The rate, which had been 7.7 per 1,000 live births the previous year, rose at a time when infant-mortality rates in many states are dropping. It’s the highest since 2005, though it remains significantly below the infant-mortality rates of several decades ago.
But the new data are bleaker for black infants. The death rate was 15.8 per 1,000 live births last year, up from 15.5 the previous year. That puts Ohio on course to have one of the highest— if not the highest — infant-mortality rates among black children, said Dr. Arthur James, an obstetrician and gynecologist at Ohio State University’s Wexner Medical Center.

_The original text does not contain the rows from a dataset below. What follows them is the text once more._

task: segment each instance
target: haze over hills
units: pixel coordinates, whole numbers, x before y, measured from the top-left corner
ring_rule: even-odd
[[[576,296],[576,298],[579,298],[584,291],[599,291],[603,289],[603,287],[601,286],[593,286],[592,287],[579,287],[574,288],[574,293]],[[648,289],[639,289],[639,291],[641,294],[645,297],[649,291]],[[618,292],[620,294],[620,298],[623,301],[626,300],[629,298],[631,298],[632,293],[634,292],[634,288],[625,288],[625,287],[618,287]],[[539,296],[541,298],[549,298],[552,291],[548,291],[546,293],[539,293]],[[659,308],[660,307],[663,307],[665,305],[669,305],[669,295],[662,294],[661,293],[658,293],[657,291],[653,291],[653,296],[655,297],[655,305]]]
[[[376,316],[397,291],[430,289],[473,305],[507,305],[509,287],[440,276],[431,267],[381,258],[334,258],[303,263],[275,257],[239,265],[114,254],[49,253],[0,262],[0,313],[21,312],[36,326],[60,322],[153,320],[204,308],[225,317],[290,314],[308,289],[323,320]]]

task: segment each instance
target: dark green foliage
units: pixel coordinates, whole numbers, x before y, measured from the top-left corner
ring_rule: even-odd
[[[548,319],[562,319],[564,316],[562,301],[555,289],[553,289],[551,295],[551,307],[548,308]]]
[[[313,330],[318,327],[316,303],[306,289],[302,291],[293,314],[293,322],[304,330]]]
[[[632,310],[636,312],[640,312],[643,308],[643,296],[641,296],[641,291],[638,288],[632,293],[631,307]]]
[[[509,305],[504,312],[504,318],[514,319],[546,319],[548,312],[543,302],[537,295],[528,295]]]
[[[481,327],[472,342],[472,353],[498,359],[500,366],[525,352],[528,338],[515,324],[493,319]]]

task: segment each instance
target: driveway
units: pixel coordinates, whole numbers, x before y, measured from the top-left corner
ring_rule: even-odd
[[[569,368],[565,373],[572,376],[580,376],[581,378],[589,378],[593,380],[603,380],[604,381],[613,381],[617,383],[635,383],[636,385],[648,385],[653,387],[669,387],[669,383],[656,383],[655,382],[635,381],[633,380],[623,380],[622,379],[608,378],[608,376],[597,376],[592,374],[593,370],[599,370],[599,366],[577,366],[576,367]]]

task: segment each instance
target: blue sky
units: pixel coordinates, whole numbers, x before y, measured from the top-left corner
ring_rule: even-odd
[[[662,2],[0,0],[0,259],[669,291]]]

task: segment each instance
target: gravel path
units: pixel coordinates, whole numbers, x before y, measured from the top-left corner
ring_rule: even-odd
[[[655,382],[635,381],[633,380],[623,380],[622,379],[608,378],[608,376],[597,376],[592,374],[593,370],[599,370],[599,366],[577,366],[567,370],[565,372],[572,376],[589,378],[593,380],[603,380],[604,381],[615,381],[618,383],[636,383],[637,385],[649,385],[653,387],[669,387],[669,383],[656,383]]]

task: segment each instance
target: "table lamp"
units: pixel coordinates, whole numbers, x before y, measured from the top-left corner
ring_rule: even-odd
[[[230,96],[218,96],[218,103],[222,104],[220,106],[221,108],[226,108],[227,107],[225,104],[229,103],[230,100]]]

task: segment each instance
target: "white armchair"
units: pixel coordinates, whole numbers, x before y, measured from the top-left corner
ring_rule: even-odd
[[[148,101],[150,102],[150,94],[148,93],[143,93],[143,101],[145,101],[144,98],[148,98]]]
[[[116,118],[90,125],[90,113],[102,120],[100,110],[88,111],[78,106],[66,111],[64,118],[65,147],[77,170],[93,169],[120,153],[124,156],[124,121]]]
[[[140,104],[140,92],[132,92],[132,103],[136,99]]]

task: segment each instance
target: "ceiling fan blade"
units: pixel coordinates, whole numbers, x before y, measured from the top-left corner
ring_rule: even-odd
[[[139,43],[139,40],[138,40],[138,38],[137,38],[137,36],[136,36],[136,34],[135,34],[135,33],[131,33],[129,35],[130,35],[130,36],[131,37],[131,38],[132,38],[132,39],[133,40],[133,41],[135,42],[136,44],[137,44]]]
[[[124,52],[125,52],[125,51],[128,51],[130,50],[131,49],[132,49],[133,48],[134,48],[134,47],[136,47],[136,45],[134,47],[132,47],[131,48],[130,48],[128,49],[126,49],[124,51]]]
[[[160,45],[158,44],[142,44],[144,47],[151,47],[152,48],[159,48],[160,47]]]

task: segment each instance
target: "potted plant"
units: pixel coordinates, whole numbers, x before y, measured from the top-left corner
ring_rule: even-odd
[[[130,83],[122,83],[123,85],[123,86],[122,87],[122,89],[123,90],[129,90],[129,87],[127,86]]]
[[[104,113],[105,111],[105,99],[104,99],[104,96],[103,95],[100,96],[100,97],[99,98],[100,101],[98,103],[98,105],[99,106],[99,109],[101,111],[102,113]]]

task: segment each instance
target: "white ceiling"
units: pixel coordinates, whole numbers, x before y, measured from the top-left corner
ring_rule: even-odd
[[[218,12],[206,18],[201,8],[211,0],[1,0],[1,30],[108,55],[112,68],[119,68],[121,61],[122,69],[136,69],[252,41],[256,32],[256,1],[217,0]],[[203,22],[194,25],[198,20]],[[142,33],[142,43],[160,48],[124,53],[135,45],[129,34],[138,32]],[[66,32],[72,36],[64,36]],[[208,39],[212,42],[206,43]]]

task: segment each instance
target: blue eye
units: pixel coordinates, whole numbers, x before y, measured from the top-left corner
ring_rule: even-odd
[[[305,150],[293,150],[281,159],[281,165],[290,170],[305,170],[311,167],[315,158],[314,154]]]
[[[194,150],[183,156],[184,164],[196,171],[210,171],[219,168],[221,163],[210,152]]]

“The disparity between us and the rest of the nation is getting worse,” James told about 900 people gathered at the Columbus Convention Center.
James and other speakers said it will be necessary for society in its entirety — not just clinicians — to work to lower the rate in Ohio, which he called the “caboose” in making strides to lower infant-mortality rates.
Infant mortality is a measure of community health that includes the deaths of all babies who don’t reach their first birthday. Ohio had 1,088 infant deaths in 2011, James said.
“Failure is not an option,” he said to applause. “We will not allow our babies to continue to die at this rate.”